Background: Determining the quality of medication reconciliation (MR) is a laborious and time-intensive process, often involving chart review and detailed patient interviews.

Purpose: To identify meaningful, measurable process measures for high-quality MR obtainable from electronic health records (EHR), and to determine if performance on these measures responded to a campaign focused on improving MR.

Description: Our project defined MR as the process of identifying an accurate home medication list, and recording those data correctly in our EHR (Epic). Baseline MR audits of hospitalized patients on the Hospital Medicine Service using in-person interviews and chart review revealed high rates of medication discrepancies.

Using our direct observations, we then developed process indicators easily measured in our EHR. Instances of poor MR were more likely in patients with no listed “prior to admission” (or home) medications and in patients who the prior to admission medication list was not used to generate an inpatient medication list (and instead often had home medications entered as new hospital medications).

We created an Epic data report that we used to determine whether: 1) reconciliation actions (e.g. order/don’t order/change) were performed for each “prior to admission” medication, 2)  a patient had medications entered into the “prior to admission” list, and 3) patients were discharged with duplicate medications on their discharge medication list.

Beginning in July 2015, housestaff, with support from an interdisciplinary team, led improvements, which included provider education, audit and feedback, financial incentives, and EHR prompts to reconcile prior to admission medications. Observations revealed some providers were unaware of the need to consult multiple sources to obtain the best possible medication list, while many others were unfamiliar with the appropriate EHR workflow. An EHR flag was created in provider’s patient lists indicating that all prior to admission medications had not been addressed (Figure 1).
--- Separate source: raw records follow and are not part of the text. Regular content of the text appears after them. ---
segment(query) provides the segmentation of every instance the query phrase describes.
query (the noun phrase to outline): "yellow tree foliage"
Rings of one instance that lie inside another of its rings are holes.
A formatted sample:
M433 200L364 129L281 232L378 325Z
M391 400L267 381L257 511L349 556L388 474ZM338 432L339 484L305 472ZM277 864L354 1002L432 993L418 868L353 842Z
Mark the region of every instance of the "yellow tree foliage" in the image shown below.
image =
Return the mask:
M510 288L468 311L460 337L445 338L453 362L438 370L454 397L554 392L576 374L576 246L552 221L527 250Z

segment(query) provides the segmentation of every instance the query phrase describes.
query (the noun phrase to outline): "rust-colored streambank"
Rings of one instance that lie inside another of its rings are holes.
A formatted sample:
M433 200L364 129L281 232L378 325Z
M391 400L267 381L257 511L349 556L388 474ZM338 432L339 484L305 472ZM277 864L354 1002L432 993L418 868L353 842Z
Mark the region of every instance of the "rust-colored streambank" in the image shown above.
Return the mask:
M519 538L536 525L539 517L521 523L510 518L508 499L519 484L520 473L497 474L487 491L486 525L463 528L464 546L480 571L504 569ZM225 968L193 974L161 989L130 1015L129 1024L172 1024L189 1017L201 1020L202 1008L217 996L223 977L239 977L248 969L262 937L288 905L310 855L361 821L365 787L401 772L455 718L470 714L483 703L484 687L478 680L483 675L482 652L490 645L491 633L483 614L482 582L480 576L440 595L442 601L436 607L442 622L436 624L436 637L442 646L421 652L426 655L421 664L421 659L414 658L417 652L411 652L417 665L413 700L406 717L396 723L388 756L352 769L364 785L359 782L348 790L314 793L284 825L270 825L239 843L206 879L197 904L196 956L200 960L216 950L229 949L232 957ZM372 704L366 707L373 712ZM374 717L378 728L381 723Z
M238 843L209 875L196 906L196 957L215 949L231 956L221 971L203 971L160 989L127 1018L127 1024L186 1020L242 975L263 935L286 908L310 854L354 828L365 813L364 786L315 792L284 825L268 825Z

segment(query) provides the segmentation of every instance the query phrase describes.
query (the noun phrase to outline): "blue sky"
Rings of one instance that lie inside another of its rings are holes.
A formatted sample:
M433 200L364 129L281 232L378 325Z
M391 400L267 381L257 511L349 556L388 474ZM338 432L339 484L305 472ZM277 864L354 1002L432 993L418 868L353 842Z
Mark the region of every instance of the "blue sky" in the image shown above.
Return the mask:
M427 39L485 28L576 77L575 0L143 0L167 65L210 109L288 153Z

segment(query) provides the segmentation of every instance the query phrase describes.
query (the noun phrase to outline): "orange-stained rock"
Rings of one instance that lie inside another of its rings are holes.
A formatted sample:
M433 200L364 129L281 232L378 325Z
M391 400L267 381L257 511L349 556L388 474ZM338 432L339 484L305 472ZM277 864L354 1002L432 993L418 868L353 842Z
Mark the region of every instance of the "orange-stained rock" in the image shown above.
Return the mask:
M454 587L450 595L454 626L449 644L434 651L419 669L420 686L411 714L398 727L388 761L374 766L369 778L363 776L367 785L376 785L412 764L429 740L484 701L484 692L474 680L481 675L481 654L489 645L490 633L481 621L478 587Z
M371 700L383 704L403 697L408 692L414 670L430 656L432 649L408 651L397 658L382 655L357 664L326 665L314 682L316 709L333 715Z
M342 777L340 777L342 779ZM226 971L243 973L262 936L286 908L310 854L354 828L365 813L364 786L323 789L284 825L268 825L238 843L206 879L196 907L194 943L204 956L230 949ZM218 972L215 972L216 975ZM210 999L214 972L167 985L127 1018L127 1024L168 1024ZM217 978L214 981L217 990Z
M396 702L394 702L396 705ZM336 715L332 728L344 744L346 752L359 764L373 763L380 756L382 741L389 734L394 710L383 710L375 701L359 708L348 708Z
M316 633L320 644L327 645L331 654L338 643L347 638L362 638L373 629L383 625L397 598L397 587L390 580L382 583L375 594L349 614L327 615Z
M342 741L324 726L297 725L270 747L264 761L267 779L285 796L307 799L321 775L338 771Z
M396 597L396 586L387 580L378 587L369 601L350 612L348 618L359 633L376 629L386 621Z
Pocket-sized cards and a video detailing best practices for MR were incorporated into monthly housestaff orientation.

After the intervention, analyses with statistical process control charts showed special cause variation for acting on all prior to admission medications, having prior to admission medications entered into the chart, and patients with no duplicate medications in the discharge list. These changes coincided with the improvement efforts (Figure 2).

Conclusions: In this study, strategies proven in prior studies to improve MR (education, developing standard work, and audit and feedback) increased performance on our EHR-based MR audits. This suggests these measures, all easily acquired from most EHRs, may be surrogate measures for MR that enable dynamic audit.